"Sheer blinders, I call 'em, these ere Fritzies! Walk into Buckingham Pallis next minute and ask to look into the Privy Puss. 'Ope the Governor comes back before 'e gits Nosey Parkerin' into the 'orizontal 'overing gear! Perish me if I ever met a bloke with such a nerve! Watto, old sonny?" He addressed himself to the boy. "Ain't you feelin' up to the posh?"

"I am quite all right, thank you!" Bawne responded, while his heart bumped against his ribs.
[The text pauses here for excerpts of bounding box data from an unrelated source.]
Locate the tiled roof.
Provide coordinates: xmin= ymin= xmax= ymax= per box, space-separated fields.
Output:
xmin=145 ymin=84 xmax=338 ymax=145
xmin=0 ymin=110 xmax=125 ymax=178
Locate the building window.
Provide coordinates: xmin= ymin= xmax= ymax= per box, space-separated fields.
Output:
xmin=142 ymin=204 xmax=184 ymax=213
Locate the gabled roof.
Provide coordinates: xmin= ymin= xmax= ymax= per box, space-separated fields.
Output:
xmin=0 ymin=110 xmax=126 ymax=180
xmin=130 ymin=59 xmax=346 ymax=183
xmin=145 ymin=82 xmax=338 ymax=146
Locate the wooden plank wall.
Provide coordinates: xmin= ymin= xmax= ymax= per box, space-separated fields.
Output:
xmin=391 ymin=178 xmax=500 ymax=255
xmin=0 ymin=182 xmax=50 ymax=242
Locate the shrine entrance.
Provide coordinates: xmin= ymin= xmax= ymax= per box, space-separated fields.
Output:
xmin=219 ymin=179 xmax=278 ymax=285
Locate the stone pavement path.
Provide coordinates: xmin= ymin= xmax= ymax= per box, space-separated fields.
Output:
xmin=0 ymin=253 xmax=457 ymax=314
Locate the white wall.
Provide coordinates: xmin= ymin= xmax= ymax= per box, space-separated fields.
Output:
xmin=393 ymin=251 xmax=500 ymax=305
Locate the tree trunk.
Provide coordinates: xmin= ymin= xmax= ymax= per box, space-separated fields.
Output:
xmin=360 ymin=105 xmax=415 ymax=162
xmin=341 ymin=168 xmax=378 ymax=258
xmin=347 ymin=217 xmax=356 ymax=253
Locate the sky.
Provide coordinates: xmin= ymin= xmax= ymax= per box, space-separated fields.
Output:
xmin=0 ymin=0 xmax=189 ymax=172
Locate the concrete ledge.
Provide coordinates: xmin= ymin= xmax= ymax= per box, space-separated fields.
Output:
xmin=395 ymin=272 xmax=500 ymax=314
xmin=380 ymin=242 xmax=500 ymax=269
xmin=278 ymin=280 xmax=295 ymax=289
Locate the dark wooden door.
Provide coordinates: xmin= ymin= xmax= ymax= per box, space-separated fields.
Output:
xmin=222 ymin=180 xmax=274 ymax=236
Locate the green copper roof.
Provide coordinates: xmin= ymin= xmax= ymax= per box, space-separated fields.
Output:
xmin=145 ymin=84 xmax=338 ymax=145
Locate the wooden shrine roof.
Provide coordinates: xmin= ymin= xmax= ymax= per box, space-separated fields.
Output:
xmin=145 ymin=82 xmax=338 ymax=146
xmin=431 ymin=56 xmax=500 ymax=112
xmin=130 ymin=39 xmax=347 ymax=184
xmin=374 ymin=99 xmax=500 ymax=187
In his brain words and sentences kept forming:

"I'm only a little chap. And this is—a Big thing! Bigger than the Chief expected, perhaps! And he said he'd be back in half an hour." Half an hour meant thirty minutes. He glanced at the big round white-faced clock above the entrance of the café restaurant. More than fifteen minutes of the half-hour had gone.

To stick to the big, brutal German was his—Bawne's—Secret Mission. And the inspiring, uplifting voice that thousands of boy-hearts thrill to all the big world over had said to him:

"Quit yourself like a man!"

CHAPTER XXX

THE REAPING

To Patrine, when the shadow of the familiar figure of the Doctor mingled with hers upon the dry green grass, and Saxham's voice called her by her name, it was as though his presence had a weight that physically oppressed her, and his scrutiny seared her flesh like the approach of white-hot iron.

Through her mind passed swift sentences: "Yet another of us has disgraced him! My father and mother are not the only traitors of our name!" In the rawness of her mental anguish every sense was unnaturally exaggerated. The ticking of Saxham's watch, that the furious beating of her heart could not drown, tormented by its iteration. And worst of all, was the consciousness of defilement in the physical sense.

"Did not your mother give you my message?"